Agentic AI workloads on Kubernetes: when your user is an LLM
Most Kubernetes infrastructure - autoscaling policies, timeout defaults, rate limiting - is built on an assumption: a human is on the other end, and the request-response cycle is short. Agentic AI workloads break that assumption in ways that aren't obvious until you're already in production.
Sessions run long, and that's normal
An agent working through a multi-step task - researching, calling tools, revising its own plan - can hold a session open for minutes, not milliseconds. Infrastructure defaults tuned for a web request will time out or forcibly recycle connections mid-task, and the failure mode isn't a clean error - it's a partially completed action with no clear record of what happened.

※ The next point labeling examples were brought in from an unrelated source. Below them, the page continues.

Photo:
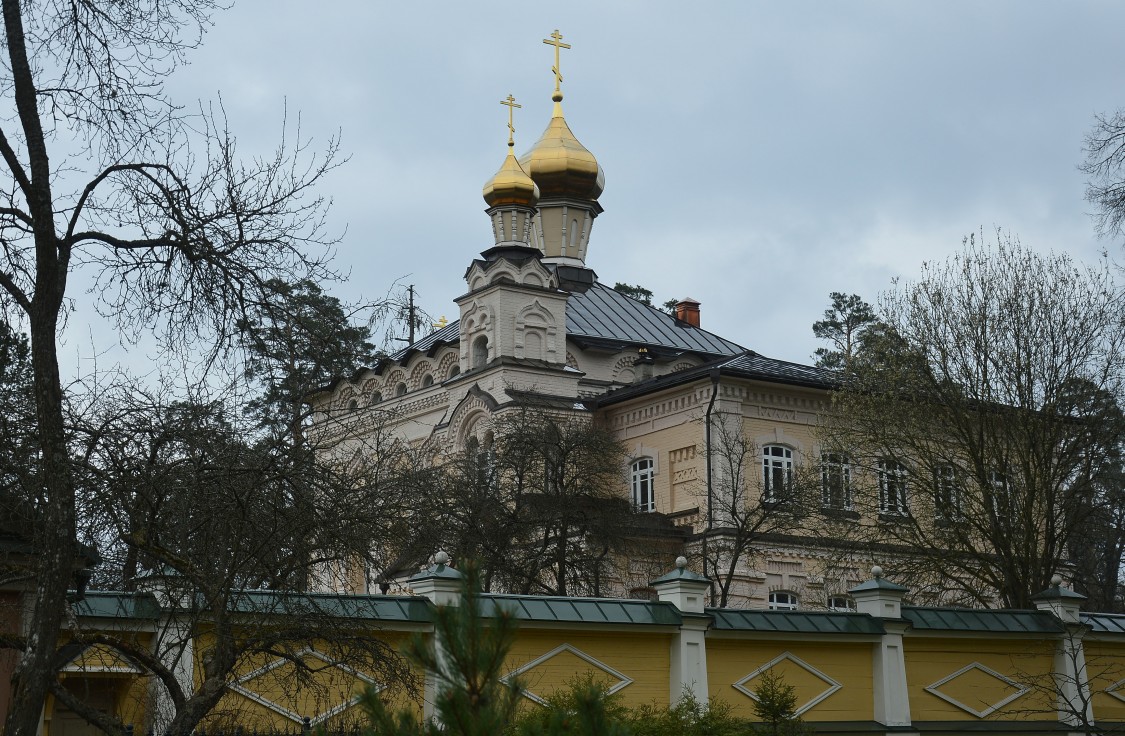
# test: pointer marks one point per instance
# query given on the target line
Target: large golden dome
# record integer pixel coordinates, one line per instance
(560, 165)
(511, 186)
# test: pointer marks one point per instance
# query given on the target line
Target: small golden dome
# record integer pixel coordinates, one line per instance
(560, 165)
(511, 186)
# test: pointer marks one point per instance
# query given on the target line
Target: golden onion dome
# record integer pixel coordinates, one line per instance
(511, 186)
(560, 165)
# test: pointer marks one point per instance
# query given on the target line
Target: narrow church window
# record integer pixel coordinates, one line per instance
(946, 493)
(776, 472)
(836, 481)
(892, 487)
(642, 495)
(479, 351)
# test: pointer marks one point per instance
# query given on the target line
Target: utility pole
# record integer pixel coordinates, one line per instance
(411, 319)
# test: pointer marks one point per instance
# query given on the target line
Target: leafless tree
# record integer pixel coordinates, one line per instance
(541, 504)
(189, 501)
(978, 422)
(748, 508)
(102, 173)
(1105, 165)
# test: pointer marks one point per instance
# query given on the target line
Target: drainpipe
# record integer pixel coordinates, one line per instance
(710, 506)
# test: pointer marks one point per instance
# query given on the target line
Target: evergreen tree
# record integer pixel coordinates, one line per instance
(466, 656)
(776, 707)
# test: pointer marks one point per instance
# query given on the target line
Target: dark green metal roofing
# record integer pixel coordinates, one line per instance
(1105, 622)
(115, 604)
(376, 608)
(793, 621)
(583, 610)
(971, 619)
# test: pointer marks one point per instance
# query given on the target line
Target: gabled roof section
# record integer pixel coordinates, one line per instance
(727, 619)
(600, 314)
(1105, 622)
(583, 610)
(746, 365)
(971, 619)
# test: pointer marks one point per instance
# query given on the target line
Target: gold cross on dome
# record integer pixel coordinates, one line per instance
(511, 128)
(556, 41)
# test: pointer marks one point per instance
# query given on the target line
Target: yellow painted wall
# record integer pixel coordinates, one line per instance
(1025, 661)
(644, 657)
(1105, 664)
(848, 663)
(303, 693)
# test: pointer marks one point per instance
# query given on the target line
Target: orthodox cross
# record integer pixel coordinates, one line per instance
(556, 41)
(511, 108)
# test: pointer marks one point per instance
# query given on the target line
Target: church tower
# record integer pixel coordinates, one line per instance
(569, 181)
(513, 310)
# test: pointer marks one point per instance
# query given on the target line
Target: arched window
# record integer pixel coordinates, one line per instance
(892, 487)
(836, 481)
(946, 494)
(641, 481)
(479, 351)
(783, 601)
(776, 472)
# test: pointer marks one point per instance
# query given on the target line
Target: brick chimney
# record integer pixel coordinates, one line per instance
(689, 311)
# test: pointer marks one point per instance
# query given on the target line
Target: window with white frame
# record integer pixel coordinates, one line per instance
(783, 601)
(641, 481)
(776, 472)
(892, 487)
(946, 493)
(1002, 502)
(836, 481)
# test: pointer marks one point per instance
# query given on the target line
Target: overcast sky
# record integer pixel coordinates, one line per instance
(757, 155)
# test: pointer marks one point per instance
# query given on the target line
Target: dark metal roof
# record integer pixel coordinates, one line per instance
(608, 316)
(604, 314)
(750, 365)
(793, 621)
(970, 619)
(381, 608)
(746, 365)
(583, 610)
(449, 333)
(1105, 622)
(115, 604)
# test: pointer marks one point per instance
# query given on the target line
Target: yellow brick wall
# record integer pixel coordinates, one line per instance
(1024, 661)
(642, 657)
(849, 664)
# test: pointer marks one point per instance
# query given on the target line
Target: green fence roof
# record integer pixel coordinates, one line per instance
(793, 621)
(583, 610)
(116, 604)
(993, 621)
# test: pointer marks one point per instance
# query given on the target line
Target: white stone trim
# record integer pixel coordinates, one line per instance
(623, 681)
(1020, 690)
(833, 684)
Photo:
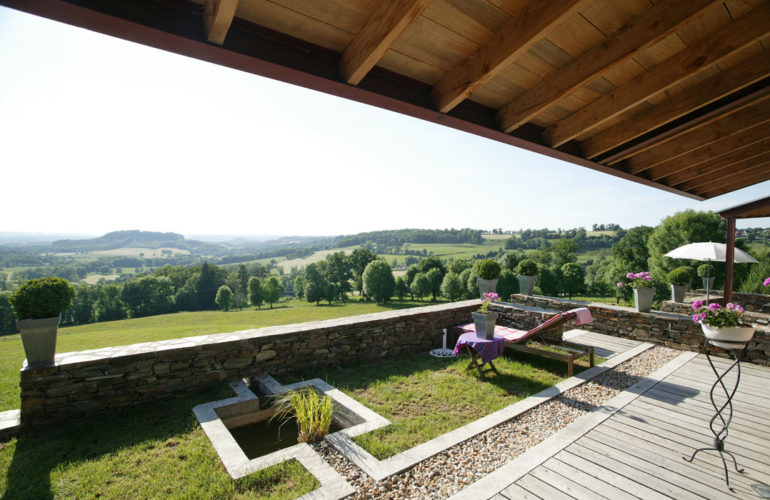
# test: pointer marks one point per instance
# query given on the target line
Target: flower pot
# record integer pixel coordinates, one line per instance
(486, 286)
(739, 334)
(677, 292)
(526, 284)
(643, 298)
(39, 339)
(485, 324)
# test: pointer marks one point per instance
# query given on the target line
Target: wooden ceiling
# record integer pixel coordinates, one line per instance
(669, 93)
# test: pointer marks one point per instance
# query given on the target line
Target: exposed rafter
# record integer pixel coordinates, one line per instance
(735, 36)
(388, 22)
(533, 23)
(640, 33)
(217, 17)
(749, 115)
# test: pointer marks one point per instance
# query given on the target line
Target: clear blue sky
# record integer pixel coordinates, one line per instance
(98, 134)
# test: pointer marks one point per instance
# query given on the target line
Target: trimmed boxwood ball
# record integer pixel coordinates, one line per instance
(705, 270)
(680, 276)
(527, 267)
(42, 298)
(487, 269)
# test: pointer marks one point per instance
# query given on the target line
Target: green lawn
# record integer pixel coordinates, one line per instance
(171, 326)
(148, 452)
(425, 397)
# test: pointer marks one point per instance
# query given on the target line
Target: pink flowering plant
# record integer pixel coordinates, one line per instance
(638, 280)
(717, 316)
(487, 303)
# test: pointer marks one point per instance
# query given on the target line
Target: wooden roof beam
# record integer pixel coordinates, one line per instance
(725, 41)
(533, 23)
(218, 15)
(720, 85)
(725, 174)
(640, 33)
(762, 174)
(388, 22)
(749, 115)
(715, 162)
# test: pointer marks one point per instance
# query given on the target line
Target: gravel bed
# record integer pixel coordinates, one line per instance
(455, 468)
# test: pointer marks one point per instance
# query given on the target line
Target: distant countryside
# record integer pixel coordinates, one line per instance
(134, 274)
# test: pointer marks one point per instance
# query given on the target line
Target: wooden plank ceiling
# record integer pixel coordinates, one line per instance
(673, 94)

Retries need to be idempotency-aware, not just present
A standard retry policy assumes the failed request had no side effects. An agent's tool call might have already sent an email, written a database row, or triggered a downstream workflow before the connection dropped. Retrying blindly means doing it twice. This pushes idempotency keys and action logs from a nice-to-have into a requirement for any tool-calling agent infrastructure.

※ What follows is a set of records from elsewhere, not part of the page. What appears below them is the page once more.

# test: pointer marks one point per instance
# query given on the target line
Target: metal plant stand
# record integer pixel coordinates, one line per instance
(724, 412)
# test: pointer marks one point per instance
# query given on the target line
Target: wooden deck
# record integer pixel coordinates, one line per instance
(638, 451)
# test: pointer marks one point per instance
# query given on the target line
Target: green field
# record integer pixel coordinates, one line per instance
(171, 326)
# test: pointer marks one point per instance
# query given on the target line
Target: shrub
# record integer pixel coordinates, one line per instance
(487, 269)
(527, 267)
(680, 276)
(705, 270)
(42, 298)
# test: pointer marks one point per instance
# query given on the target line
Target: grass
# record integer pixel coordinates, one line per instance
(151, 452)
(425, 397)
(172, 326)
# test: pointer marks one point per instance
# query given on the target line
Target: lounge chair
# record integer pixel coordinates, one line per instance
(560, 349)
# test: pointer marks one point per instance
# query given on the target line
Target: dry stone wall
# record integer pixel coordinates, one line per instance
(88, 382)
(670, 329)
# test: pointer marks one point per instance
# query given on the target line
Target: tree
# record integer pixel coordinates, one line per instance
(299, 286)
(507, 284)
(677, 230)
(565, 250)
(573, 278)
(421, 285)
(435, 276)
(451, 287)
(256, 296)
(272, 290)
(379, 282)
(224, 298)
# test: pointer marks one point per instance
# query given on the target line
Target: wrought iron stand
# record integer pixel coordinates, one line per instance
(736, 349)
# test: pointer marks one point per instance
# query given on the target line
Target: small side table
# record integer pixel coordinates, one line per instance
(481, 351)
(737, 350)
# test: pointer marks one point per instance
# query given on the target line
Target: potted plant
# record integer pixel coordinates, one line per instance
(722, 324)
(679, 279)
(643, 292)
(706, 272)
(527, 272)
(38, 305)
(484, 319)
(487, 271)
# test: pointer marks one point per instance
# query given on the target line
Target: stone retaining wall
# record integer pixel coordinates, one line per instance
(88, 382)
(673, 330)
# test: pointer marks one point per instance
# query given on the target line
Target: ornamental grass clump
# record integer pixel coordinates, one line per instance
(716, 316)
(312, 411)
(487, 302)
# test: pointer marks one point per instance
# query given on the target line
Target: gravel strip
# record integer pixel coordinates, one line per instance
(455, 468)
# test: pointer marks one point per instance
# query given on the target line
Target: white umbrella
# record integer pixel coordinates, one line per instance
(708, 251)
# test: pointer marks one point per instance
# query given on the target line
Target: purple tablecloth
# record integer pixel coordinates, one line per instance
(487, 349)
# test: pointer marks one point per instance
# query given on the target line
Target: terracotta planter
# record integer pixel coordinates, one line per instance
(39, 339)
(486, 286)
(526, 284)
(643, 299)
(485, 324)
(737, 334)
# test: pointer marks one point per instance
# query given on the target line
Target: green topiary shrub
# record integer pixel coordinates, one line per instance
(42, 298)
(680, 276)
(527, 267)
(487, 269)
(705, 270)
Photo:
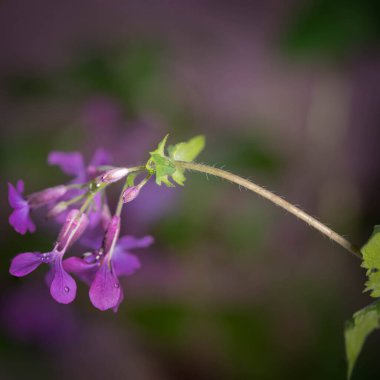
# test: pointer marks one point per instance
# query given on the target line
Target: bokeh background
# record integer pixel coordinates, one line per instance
(287, 93)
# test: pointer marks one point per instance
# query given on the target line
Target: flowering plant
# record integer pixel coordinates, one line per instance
(81, 208)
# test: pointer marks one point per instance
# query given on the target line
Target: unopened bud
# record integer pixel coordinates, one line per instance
(130, 194)
(74, 226)
(114, 175)
(105, 216)
(46, 196)
(56, 210)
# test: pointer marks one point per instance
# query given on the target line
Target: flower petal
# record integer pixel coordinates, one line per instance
(63, 287)
(130, 242)
(15, 197)
(70, 163)
(20, 186)
(116, 308)
(21, 221)
(25, 263)
(84, 270)
(105, 290)
(124, 263)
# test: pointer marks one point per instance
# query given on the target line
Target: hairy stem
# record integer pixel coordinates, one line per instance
(274, 199)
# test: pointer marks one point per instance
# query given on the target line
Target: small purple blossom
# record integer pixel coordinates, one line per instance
(114, 175)
(62, 285)
(72, 164)
(130, 194)
(19, 219)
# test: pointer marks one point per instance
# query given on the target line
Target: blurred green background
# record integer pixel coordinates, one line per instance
(287, 94)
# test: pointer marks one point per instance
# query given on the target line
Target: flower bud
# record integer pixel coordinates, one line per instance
(105, 216)
(74, 226)
(130, 194)
(56, 210)
(112, 234)
(114, 175)
(46, 196)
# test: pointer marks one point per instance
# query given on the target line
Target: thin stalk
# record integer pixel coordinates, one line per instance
(274, 199)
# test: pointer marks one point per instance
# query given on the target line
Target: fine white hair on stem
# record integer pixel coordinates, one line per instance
(275, 199)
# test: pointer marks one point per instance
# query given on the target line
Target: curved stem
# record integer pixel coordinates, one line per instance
(274, 199)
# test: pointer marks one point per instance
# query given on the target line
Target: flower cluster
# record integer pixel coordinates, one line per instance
(81, 207)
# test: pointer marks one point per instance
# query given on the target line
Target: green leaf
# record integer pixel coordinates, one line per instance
(357, 329)
(186, 151)
(164, 167)
(371, 261)
(131, 179)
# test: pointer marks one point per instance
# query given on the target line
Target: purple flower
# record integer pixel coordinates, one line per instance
(62, 285)
(19, 219)
(72, 163)
(102, 268)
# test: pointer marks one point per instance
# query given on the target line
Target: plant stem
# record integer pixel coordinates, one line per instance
(274, 199)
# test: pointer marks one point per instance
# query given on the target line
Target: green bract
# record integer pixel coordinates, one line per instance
(164, 166)
(371, 261)
(357, 329)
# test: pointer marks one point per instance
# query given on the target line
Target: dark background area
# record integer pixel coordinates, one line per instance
(287, 94)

# Every side-effecting tool call carries an idempotency key,
# checked before the action runs - not after it fails.
def execute_tool_call(action, idempotency_key, action_log):
existing = action_log.get(idempotency_key)
if existing is not None:
# Already ran - return the recorded result, don't repeat the side effect
return existing
result = action.run() # send email, write row, call webhook...

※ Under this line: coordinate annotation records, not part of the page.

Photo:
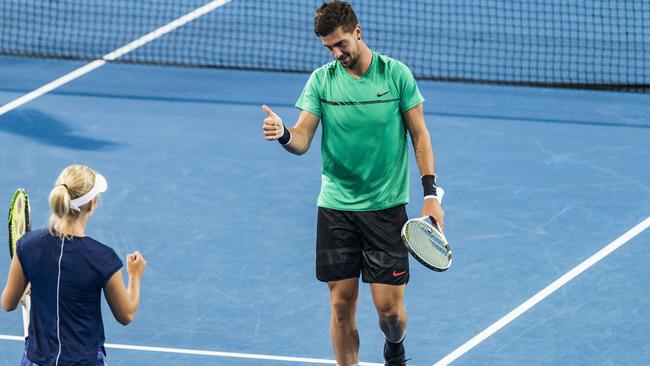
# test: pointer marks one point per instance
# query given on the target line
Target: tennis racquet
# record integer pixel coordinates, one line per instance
(426, 242)
(19, 224)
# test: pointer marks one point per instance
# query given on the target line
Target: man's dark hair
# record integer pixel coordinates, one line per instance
(334, 14)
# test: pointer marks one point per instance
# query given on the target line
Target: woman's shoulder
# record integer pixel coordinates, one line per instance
(35, 236)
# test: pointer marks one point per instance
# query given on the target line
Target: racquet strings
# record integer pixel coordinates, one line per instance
(427, 244)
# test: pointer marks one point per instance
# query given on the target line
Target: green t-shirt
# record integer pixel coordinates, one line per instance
(364, 147)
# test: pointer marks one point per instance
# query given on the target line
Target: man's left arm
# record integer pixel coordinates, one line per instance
(417, 128)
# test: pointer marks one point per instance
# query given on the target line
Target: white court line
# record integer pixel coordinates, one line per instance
(113, 55)
(210, 353)
(514, 314)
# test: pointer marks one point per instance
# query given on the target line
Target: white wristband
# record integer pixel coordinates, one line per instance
(440, 192)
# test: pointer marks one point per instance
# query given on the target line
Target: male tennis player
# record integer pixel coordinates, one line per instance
(68, 271)
(367, 103)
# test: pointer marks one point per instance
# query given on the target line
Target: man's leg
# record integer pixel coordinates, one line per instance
(343, 327)
(389, 302)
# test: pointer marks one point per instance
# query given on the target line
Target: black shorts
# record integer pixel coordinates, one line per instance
(349, 243)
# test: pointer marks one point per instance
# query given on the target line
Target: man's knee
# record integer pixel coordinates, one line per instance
(390, 313)
(343, 309)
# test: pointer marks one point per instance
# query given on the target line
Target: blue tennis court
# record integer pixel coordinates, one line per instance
(537, 180)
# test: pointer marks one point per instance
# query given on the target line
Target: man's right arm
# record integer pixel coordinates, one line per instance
(296, 139)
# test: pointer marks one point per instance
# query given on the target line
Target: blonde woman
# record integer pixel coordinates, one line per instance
(68, 271)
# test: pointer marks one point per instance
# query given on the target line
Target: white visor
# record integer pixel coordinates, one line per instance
(100, 186)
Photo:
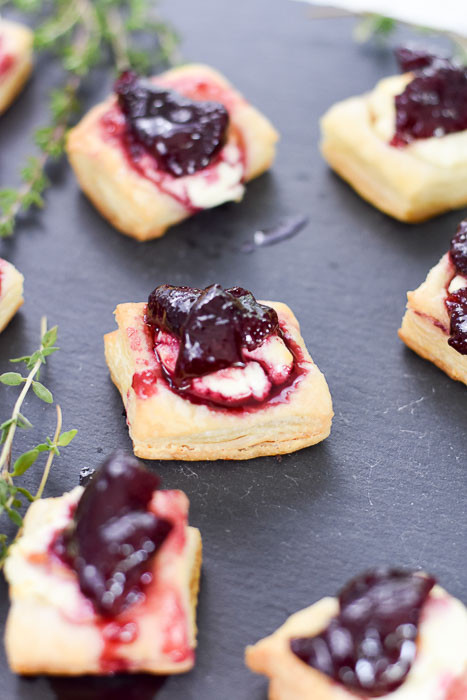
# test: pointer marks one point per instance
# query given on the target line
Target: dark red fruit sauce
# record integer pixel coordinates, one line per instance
(370, 645)
(183, 135)
(456, 303)
(114, 536)
(212, 324)
(434, 103)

action_log.record(idempotency_key, result) # durable, checked before every retry
return result
Autoscaling on the wrong signal
Request count and CPU utilization, the usual autoscaling signals, correlate poorly with agent workload cost. A single agent session might make dozens of downstream LLM calls while barely touching CPU on the orchestrating service. Cost and load are better tracked through token throughput and concurrent active sessions than through traditional pod-level metrics.
Observability needs a new unit of work
A trace for a normal request ends when the response is returned. An agent's unit of work is the whole task - which might span multiple model calls, tool invocations, and even human-in-the-loop pauses. Tracing needs to model the task as the span, with individual calls as children, or debugging a failed agent run turns into reconstructing a timeline from scattered logs.
What we're recommending right now
Treat agent orchestration as a distinct workload class in your platform, not a variant of a normal API service. Give it its own node group with autoscaling tuned to concurrency rather than CPU, its own timeout defaults, and tracing that treats the task - not the request - as the unit that gets a trace ID. The infrastructure patterns for this are still settling industry-wide, but the gap between "treat it like a normal API" and "treat it like what it actually is" shows up fast once real usage starts.